Pensaba casi sin reflexionar en lo que veía. Vi el desierto sin arena y con esa agua congelada en su lugar; los animales que ahí vivían no tendrían más opción que irse, que huir de las mordidas del frío para buscar las mordidas del sol. ¿Así es con todos los seres de esta realidad? ¿Estaban todos tan limitados a su lugar de origen? Me dio pena, pero también recordé que mi guía me explicó que la realidad cambia y que no siempre han sido todas las criaturas lo que son ahora. ¿Vería entonces un día a las criaturas del desierto vivir plácidamente en esa montaña helada? ¿A las criaturas del bosque en el fondo del abismo del mar? ¿A ese animal bípedo volando en el cielo?

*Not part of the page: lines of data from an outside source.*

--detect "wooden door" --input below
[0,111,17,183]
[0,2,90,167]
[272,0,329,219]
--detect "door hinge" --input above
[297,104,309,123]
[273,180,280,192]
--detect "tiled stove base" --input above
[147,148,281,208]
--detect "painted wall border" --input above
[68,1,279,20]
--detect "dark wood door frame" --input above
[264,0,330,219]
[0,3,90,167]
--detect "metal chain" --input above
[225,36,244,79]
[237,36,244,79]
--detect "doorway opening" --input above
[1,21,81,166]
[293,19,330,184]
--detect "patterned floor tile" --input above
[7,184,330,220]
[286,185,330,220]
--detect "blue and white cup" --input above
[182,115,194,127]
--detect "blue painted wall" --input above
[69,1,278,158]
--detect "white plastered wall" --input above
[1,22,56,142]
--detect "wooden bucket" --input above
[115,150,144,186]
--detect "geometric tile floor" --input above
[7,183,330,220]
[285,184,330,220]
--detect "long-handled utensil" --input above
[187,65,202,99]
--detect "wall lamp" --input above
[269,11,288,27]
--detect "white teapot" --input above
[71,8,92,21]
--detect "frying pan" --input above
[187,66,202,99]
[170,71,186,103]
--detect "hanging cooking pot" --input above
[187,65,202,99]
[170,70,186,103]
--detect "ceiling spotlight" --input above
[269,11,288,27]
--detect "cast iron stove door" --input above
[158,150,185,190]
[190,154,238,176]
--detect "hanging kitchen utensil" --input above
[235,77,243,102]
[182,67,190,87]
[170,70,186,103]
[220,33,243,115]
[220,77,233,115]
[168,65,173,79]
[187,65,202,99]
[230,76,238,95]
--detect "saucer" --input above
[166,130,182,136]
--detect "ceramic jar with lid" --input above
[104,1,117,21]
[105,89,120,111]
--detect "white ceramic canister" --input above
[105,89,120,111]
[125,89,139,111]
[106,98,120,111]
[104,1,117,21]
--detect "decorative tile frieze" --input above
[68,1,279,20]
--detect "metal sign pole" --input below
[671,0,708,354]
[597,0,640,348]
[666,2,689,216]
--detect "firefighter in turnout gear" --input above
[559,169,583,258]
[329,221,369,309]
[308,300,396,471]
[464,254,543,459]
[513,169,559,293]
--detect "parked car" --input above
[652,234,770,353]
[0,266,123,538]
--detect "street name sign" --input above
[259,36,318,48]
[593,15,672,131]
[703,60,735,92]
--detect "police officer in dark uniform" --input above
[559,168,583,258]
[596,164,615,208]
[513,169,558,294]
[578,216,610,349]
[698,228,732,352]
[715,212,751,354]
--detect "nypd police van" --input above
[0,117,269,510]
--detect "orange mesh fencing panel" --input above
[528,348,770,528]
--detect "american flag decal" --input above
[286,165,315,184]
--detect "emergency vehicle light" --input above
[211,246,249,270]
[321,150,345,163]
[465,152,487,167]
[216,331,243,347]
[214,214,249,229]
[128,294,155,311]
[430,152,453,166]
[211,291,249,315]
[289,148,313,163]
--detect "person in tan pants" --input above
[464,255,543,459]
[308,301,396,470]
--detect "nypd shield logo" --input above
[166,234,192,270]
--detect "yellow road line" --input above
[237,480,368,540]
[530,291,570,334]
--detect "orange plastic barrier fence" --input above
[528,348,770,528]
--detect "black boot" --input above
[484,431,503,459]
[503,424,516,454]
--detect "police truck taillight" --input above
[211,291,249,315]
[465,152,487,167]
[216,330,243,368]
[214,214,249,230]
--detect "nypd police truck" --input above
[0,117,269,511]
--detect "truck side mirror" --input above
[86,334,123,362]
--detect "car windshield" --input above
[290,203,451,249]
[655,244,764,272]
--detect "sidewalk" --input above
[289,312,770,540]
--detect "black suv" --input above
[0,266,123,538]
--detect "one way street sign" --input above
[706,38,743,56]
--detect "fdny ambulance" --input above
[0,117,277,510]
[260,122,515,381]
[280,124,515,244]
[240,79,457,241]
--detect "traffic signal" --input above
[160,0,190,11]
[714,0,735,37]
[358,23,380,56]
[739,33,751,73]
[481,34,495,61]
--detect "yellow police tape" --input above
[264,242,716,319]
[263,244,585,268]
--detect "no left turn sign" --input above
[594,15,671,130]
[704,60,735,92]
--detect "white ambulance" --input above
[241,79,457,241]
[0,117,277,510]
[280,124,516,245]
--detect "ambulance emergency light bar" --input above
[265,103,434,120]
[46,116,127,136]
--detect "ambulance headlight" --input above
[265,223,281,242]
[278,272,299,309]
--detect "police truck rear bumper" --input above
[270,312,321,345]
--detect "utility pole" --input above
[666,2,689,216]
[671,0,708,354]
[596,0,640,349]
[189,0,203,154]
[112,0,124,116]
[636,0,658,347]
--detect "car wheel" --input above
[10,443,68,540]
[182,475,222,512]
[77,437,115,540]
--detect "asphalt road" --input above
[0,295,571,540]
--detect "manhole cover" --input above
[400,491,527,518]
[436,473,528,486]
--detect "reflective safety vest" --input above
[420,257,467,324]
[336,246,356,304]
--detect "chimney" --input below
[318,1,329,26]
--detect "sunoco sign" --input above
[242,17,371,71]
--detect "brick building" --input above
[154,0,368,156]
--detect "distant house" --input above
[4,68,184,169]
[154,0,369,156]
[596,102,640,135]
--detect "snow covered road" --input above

No me di cuenta cuándo me recostaron en el suelo, pero en lugar de sentir la humedad del agua congelada sentí la dureza de la roca, igual de fría, pero al menos lo bastante sólida como para no permitirme hundir. A la vez percibí que el frío disminuía muy ligeramente, y cuando mi cabeza se despejó lo suficiente, dijo mi guía:
“Nos traje a esta cueva para esperar a que pase la tormenta. Descansa, ya no estamos tan lejos.”
El frío sólo disminuyó hasta el punto en el que pude ponerme de pie, aunque el temblor de mi cuerpo nunca se detuvo. Ya casi no me golpeaban las ráfagas heladas, pero desde la cueva el exterior se veía como un abismo entre negro y un blanco esporádico. ¿En verdad había más criaturas como las que habíamos visto ahí afuera? Lamenté no poderme unir a ellas para estudiarlas mejor. Leyendo mi pensamiento, dijo mi guía.
“No hay realmente mucho que te falte por aprender. La vida es igual en todos lados, sólo cambian las formas y las criaturas, pero a estas alturas ya te puedes imaginar cómo son sus peripecias.”
Con ello me pude imaginar cómo esa ave se había comido al mamífero, y de ahí también me surgió la imagen de dichas criaturas refugiándose, apareándose, teniendo crías, muriendo, y repitiendo el mismo ciclo. También habría de ser así para las criaturas de los lugares que nunca había visitado, como los abismos de los océanos. Todos se matan entre sí, forman alianzas, se atraen y se repelen, se van a un mejor lugar o se quedan a formar hogares, todo eso es así aunque ni yo ni nadie esté ahí para verlos.
Tuve de nuevo algo de sueño, pero esta vez ya no tenía tanto miedo como antes. Me senté dándole la espalda a la dura y helada pared de la cueva. Mi guía se sentó dándole la espalda a la pared opuesta a la mía, y entonces se llevó las manos a la boca haciendo como una bola con ellas, y se las sopló. Curioso por eso, hice lo mismo, y comprobé con agrado que el aire que salía de mi boca estaba cálido, y entre más lo arrojaba entre mis palmas más caliente se sentía. Me reí por la realización que me llegó de repente: todo este tiempo el calor estaba dentro de mí y sólo tenía que sacarlo, al menos para aliviar el frío de las manos un poco. Seguí soplando hacia varios puntos de mis manos, y me imaginé que por adentro quizás estaba tan caliente como en el desierto. No sé en qué momento esa sensación agradable me calmó lo suficiente como para dejarme dormir, y mientras tanto allá afuera el frío no daba tregua a la montaña, que impasible se erguía dominante e invulnerable.